Matches: Japan v Russia (opening match); France v Argentina; Australia v Wales; England v Argentina; New Zealand v Namibia; QF2; QF4; Bronze Final

Visit: Tokyo Stadium is actually way out in the capital’s western 'burbs, where few travellers ever venture. Take the opportunity to visit the fantastic temple, Jindai-ji – said to have been founded 1300 years ago – and the adjacent Jindai-ji Botanical Gardens, a tranquil green space home to around 4500 species of trees and plants.

A pair of chopsticks lift a mouthful of noodles from a ramen bowl
Sample ramen varieties from across Japan at the Shin-Yokohama Ramen Museum © Gary S. Chapman / Getty Images

International Stadium Yokohama, Yokohama

Matches: New Zealand v South Africa; Ireland v Scotland; England v France; Japan v Scotland; SF1; SF2; Final

Visit: Japan’s largest stadium is located north of Yokohama proper, near the Shin-Yokohama shinkansen (bullet train station) – handy for taking off to other parts of Japan after the last ball of the tournament has been kicked (the climax of the competition will be staged here). But first stop in at the Shin-Yokohama Ramen Museum, where you can sample ramen styles from all over the country. Yokohama too often gets overshadowed by neighbouring Tokyo to the north, but it has a cool scene all of its own and is especially known for craft beer. Check out Bashamichi Taproom and Antenna America to get started.

Shizuoka Stadium Ecopa, Fukuroi

Matches: Japan v Ireland; South Africa v Italy; Scotland v Russia; Australia v Georgia

Visit: Shizuoka Prefecture is Mt Fuji country. To get up-close with the iconic stratovolcano, hop on the Tokaidō shinkansen (bullet train) at the nearest stop to the stadium in Kakegawa and take it two stops back (towards Tokyo) to Shin-Fuji Station. There’s a good view of Japan’s tallest mountain from the platform (though the surrounding scenery industrial). Buses (2¼ hours) run from here to the much more scenic Fuji Five Lakes region, where there are excellent Fuji views.

An aerial view of Hanazono Rugby Stadium at night with the pitch lit by floodlights
Hanazono Rugby Stadium at night © The Asahi Shimbun / Getty Images

Hanazono Rugby Stadium, Higashi-Osaka

Matches: Italy v Namibia; Argentina v Tonga; Georgia v Fiji; USA v Tonga

Visit: Higashi-Osaka, home of Hanazono Rugby Stadium, is a manufacturing town, but it’s just a 20-minute train ride from Osaka's fun Namba district, one of the best (if not the best) spots to be after dark in Japan.
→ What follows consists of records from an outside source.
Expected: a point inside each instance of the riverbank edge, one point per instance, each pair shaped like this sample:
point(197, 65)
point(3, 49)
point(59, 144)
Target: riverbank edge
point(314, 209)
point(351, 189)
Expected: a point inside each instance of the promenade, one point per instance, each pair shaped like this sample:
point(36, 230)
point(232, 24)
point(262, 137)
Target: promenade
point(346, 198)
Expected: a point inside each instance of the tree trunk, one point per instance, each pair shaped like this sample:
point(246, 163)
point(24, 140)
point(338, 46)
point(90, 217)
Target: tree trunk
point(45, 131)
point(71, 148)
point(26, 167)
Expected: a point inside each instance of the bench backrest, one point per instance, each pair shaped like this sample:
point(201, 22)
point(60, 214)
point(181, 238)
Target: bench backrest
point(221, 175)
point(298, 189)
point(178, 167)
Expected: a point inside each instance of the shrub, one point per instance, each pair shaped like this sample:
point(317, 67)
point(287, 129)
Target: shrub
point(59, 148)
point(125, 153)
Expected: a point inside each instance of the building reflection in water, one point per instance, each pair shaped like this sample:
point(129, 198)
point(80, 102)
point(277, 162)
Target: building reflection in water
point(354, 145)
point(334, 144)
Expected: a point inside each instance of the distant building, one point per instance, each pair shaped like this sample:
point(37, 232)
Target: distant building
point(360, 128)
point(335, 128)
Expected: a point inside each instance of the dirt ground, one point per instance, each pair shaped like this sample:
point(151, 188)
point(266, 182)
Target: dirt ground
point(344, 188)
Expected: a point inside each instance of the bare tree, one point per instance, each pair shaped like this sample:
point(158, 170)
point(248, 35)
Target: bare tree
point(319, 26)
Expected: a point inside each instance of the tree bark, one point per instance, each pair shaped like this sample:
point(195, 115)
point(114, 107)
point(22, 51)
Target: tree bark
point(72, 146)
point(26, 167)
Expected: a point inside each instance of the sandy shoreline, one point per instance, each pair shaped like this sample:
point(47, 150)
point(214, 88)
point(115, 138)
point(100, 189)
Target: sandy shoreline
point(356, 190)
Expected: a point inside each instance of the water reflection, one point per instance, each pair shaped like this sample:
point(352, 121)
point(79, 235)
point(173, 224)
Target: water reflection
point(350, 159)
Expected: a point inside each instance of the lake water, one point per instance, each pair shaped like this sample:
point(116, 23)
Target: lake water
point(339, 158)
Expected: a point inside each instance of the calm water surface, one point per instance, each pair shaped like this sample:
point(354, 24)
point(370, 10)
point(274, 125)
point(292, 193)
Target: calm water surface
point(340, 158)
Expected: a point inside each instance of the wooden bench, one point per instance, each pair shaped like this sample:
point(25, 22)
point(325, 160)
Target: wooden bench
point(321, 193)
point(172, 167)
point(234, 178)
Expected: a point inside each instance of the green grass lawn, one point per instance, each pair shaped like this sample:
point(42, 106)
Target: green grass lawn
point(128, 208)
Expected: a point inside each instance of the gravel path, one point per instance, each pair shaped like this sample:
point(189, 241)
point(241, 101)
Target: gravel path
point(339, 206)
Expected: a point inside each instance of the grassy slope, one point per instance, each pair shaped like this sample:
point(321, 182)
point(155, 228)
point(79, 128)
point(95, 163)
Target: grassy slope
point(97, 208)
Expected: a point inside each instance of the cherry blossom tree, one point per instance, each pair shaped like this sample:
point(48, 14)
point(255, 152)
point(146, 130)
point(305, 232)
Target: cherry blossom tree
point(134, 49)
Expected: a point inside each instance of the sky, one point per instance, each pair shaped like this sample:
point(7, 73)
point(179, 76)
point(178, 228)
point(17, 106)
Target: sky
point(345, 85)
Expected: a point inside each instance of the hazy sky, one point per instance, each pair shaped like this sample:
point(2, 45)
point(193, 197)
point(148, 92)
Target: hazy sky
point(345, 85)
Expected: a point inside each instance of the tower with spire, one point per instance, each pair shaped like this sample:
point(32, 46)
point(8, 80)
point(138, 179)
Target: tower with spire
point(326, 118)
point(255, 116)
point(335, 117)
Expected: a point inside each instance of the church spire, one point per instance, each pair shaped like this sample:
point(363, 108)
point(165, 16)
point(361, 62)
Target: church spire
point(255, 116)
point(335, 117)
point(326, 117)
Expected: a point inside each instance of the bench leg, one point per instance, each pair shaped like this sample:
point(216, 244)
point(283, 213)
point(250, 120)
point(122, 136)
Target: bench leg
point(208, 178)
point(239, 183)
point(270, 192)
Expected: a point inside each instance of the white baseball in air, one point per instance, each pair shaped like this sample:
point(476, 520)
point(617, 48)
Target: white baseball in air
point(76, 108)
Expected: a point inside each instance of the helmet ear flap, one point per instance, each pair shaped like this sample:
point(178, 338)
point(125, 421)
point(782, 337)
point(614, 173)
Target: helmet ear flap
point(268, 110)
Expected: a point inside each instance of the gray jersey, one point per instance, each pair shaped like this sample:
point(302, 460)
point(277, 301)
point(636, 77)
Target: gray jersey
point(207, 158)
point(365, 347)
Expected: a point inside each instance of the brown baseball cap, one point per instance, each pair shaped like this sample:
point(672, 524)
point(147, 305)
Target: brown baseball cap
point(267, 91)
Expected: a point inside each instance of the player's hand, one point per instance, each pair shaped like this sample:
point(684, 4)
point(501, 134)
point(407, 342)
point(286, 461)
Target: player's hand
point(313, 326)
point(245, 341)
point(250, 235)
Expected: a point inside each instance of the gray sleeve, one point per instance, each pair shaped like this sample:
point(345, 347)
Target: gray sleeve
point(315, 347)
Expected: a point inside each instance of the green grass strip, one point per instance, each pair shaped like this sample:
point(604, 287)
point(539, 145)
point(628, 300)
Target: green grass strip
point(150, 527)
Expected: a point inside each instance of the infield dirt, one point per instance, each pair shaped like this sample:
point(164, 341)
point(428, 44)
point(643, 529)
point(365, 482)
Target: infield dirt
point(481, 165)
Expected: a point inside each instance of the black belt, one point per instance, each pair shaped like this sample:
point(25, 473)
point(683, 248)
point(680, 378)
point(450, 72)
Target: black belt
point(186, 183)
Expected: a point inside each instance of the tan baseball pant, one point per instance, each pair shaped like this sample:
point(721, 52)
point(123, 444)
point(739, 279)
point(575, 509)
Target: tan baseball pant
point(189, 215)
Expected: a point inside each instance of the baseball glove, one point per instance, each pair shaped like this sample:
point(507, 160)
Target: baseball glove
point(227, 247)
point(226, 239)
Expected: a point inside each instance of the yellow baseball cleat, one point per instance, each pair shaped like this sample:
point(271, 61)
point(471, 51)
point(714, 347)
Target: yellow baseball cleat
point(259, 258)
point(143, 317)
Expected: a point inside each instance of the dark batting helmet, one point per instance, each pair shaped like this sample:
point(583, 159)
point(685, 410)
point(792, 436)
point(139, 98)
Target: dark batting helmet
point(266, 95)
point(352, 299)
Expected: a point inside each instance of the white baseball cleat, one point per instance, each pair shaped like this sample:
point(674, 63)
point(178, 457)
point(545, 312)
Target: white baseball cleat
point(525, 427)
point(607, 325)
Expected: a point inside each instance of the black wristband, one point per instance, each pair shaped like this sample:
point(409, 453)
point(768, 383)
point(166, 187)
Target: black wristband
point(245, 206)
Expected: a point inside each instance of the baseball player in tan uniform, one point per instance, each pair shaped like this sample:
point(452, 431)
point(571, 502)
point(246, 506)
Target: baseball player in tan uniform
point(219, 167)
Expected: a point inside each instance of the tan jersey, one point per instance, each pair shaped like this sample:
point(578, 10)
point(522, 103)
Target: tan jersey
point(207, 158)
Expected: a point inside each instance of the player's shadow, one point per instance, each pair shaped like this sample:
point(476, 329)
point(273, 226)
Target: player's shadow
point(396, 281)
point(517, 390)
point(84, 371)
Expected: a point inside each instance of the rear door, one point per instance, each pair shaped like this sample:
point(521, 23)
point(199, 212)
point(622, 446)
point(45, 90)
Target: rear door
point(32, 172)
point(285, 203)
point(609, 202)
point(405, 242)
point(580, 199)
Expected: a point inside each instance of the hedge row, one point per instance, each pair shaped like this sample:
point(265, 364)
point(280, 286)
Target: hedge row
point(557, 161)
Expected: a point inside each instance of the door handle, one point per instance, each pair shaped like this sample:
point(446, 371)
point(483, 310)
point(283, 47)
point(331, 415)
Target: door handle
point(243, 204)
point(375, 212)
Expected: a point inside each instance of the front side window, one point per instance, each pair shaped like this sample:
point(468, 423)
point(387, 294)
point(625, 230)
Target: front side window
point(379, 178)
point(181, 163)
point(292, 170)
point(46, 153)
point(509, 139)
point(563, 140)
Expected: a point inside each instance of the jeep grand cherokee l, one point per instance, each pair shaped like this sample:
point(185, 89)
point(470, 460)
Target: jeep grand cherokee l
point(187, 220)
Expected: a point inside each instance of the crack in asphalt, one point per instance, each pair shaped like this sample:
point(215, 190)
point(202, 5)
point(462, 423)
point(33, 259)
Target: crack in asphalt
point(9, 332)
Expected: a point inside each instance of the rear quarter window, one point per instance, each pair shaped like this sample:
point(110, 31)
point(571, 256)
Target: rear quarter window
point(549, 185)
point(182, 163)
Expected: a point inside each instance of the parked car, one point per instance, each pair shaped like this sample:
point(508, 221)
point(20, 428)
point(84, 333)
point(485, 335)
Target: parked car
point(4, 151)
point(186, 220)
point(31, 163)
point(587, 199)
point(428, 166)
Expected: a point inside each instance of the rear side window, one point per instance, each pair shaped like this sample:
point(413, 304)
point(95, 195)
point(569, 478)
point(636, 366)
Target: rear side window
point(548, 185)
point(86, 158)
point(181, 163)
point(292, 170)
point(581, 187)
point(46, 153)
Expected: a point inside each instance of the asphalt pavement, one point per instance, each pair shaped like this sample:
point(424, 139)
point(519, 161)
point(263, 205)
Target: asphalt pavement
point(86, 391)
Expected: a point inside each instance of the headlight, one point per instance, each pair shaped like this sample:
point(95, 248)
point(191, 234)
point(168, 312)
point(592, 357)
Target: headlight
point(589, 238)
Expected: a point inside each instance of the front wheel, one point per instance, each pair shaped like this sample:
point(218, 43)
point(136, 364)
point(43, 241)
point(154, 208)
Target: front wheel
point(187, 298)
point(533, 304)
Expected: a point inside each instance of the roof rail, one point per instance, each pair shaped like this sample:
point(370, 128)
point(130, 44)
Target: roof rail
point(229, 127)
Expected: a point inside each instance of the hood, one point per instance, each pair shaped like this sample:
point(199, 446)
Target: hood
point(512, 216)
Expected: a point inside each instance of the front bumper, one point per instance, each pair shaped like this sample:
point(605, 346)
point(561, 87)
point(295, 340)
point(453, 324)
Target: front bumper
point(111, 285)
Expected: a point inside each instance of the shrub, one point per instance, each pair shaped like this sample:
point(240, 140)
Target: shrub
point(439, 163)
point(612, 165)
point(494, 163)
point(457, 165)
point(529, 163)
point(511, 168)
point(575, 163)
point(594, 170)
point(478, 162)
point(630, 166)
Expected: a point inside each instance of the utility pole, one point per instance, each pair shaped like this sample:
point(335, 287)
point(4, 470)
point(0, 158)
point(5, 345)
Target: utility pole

Eat takoyaki (octopus dumplings) at Wanaka Honten, see the lights of Dōtombori and bar-hop in Amerkia-Mura.

City of Toyota Stadium, Toyota

Matches: Wales v Georgia; South Africa v Namibia; Japan v Samoa; New Zealand v Italy

Visit: Toyota is the city that Toyota (Japan’s leading car manufacturer) built. Book a tour in advance at the Toyota Kaikan Museum, to see inside one of the nearby plants.

A red cable car carriage travels along a wire near the city of Kōbe. Below people sit beside a green manicured garden and in the background the city skyline is visible.
Hop on the Nunobiki Ropeway for amazing views over Kōbe © Gaid Kornsilapa / Shutterstock

Kobe Misaki Stadium, Kōbe

Matches: England v USA; Scotland v Samoa; Ireland v Russia; South Africa v Canada

Visit: Kōbe is a compact, cosmopolitan city, and as a result the stadium is close to the city centre, making for a good atmosphere on match days. In the evening take the Nunobiki Ropeway up in the foothills behind the city for a view over the harbour. Then head to central Sannomiya, which is full of bars and izakaya (Japanese pub-eateries).

Fukuoka Hakatanomori Stadium, Fukuoka

Matches: Italy v Canada; France v USA; Ireland v Samoa

Visit: Fukuoka, Kyūshū’s biggest city, is known for its ramen and street food stalls. Make a pilgrimage to the original Ippudō, the ramen chain that is Fukuoka’s most famous export, or spend an evening hanging out in the Nakasu district, where food stalls line the river.

An outdoor onsen in Kurokawa. Steam rises from the outdoor pool which is surrounded by boulders and lush greenery.
No trip to Japan is complete without a dip in an onsen, and Kurokawa's are divine © dryadphotos / Shutterstock

Kumamoto Stadium, Kumamoto

Matches: France v Tonga; Wales v Uruguay

Visit: The city of Kumamoto is a great springboard for exploring the highlights of Kyūshū’s central highlands. Rent a car and take off to visit active volcano, Aso-san, and the hot spring village, Kurokawa Onsen, or alternatively, stroll the nature trails around pretty Takachiho Gorge, where legend has it Japan's sun goddess brought light back to the world.

Oita Stadium, Oita

Matches: New Zealand v Canada; Australia v Uruguay; Wales v Fiji; QF1; QF3

Visit: Oita Stadium is just a short drive from Beppu, the town that can claim the most abundant natural hot spring in Japan. There are myriad options here, from classic soaking tubs to steam baths and sand baths.